Master of O: Surpassing the Classics

The story of how I found Master of O is the story of how I visited the BDSM capital of the world: San Francisco. Since the 1970s, the kink scene in the Bay Area has been known as the most active, out and vibrant in the world. And I got to visit it! Now, of course I stopped by Folsom Street (if you haven’t kept up with the Kinkstarter magazine I suggest you check out this article on the 2019 Folsom Street Fair); had coffee in the local BDSM coffee-shop; checked out the Armory (learn more about this BDSM Mekka in this earlier blogpost about the documentary); and visited some sex shops. I have the rather unusual habit of going straight for the book shelves whenever I visit sex shops. And I have never seen such an impressive collection of BDSM fiction as I did in San Francisco.

The story of Master of O

Master of O cover

One of the books I picked up is the impressive, 763 page kinky novel Master of O. And if you haven’t yet, I suggest you read it as soon as possible. As the title obviously gives away, this book is a retelling of the classic Story of O. Many of the original elements are still present in this story. O is a photographer with a soft-Dom “boyfriend.” This boyfriend feels beholden to, and has a rather unique relationship with his brother Steven.

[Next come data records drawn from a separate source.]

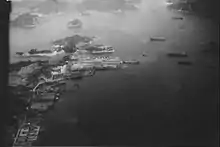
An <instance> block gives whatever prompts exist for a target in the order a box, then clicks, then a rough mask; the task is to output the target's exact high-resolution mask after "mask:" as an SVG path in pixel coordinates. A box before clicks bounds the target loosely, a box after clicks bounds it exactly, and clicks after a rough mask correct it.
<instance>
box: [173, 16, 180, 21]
mask: <svg viewBox="0 0 220 147" xmlns="http://www.w3.org/2000/svg"><path fill="white" fill-rule="evenodd" d="M172 19H179V20H183V17H177V16H174V17H172Z"/></svg>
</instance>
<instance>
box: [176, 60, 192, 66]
mask: <svg viewBox="0 0 220 147" xmlns="http://www.w3.org/2000/svg"><path fill="white" fill-rule="evenodd" d="M178 64H179V65H192V62H190V61H179V62H178Z"/></svg>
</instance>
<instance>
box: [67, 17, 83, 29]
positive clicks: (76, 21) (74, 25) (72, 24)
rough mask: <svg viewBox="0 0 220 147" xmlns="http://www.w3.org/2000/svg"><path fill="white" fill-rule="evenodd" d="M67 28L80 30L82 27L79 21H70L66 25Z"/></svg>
mask: <svg viewBox="0 0 220 147" xmlns="http://www.w3.org/2000/svg"><path fill="white" fill-rule="evenodd" d="M67 27H68V28H69V29H72V28H81V27H82V22H81V21H80V20H79V19H73V20H70V21H69V22H68V24H67Z"/></svg>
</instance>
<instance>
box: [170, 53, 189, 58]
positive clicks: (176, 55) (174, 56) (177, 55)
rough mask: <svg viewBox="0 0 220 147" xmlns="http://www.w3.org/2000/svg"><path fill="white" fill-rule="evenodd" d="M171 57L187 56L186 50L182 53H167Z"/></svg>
mask: <svg viewBox="0 0 220 147" xmlns="http://www.w3.org/2000/svg"><path fill="white" fill-rule="evenodd" d="M167 55H168V56H169V57H187V56H188V55H187V53H186V52H180V53H168V54H167Z"/></svg>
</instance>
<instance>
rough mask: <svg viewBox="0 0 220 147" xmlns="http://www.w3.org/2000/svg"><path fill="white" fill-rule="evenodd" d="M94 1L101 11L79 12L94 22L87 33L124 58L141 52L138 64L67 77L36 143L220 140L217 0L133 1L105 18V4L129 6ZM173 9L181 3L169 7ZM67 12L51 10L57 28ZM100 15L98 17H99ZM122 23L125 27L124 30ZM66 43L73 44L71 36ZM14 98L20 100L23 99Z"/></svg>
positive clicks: (218, 45)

Early on, Ray (Renée in the original) offers to share his O with his brother to settle a perceived debt. Steven, in turn, decides to pay Ray back by having O seduce and deliver another slave (Jacqui to the original’s Jacqueline) to Ray’s feet. In both books we find elements of slave training, objectification and some rather advanced sadomasochism. But this is where the comparison stops.

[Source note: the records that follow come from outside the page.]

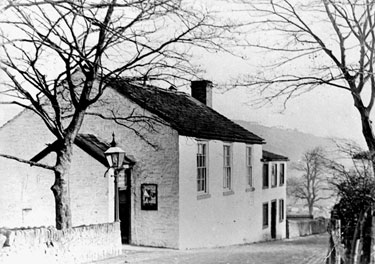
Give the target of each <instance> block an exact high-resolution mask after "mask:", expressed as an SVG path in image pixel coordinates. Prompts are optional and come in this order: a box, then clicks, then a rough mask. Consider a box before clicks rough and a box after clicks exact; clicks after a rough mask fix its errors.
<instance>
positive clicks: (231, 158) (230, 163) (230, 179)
mask: <svg viewBox="0 0 375 264" xmlns="http://www.w3.org/2000/svg"><path fill="white" fill-rule="evenodd" d="M223 159H224V160H223V165H224V166H223V168H224V177H223V187H224V189H227V190H231V189H232V150H231V146H230V145H224V148H223Z"/></svg>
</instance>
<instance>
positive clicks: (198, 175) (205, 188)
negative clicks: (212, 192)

Though author Ernest Greene was obviously inspired by the original story, he chose to give it a significant update. His focus on the slaves’ own desires and consent is mostly absent from the original. In this version, Ray is the director of an elegant fetish magazine, for which O works as a photographer. They meet Jacqui here, as she is a model with an appetite for sadomasochistic experiences. O is presented as a strong-willed, stubborn woman who knows what she wants. And that is a strict Master-slave relationship with a focus on protocols and a lack of romance. Whereas she was getting bored with Ray’s softness, in the harsh Steven she finally finds the Master she has been looking for. Steven is a successful criminal defense lawyer who has everything he desires except a proper slave. When presented with O’s boundless masochism, everything seems to fall in to place.

Why you should read this

Master of O is one of the most well-written, insightful and detailed accounts of Master-slave relationships I have ever seen. The author’s eye for detail (in relation to cars, watches and fashion) is astounding. And so are the recurring instances of societal critique. Setting the story in Los Angeles allows Greene to reflect on the pitfalls of showbusiness, the unethical lifestyle of most of the rich and famous and the declining succes of the (erotic) art scene. What’s more: Steven and O’s elegant decorum is put in contrast with Ray and Jacqui’s casual artfulness to show different styles of Dominance can lead to equally steamy sex scenes. Of which there are a lot. And the exchanging of partners brings lots of Ff, MMf, MFf and FFf action into the mostly heterosexual M/s dynamics.

Whereas in the original most women appeared to be tricked and manipulated throughout the book, here, the story is quite different. Consent is explicitly required for every new step in the narrative. And even though Jacqui still is manipulated into engaging in a relationship with Ray, the responsible parties are explicitly told that this leven of manipulation is unacceptable. Interestingly, this relationship, in the novel compared to the arranged marriage of Ray’s Sicilian grandparents, turns out to be the most successful of all.

Critical Spankings

For this novel, it is hard to do my critical-spankings bit. Apart from some printing-faults in my copy, my paddle must remain unused. This author clearly knows what he’s talking about. He discusses the effects of different implements for impact play with the same ease and insight as he does the inner workings of kinky magazines. The detailed descriptions do not take away from the narrative. The length of the book does not make the story drag out. The BDSM scenes are hot and plenty. The characters believable. Indeed, the novel has surpassed its master. No matter how strong Story of O is, I would recommend this new book over the original.

So. Find a copy. Take a week off from work. Make sure you have some toys to get off with. And settle in for some steamy, insightful and unpredictable fan-fiction.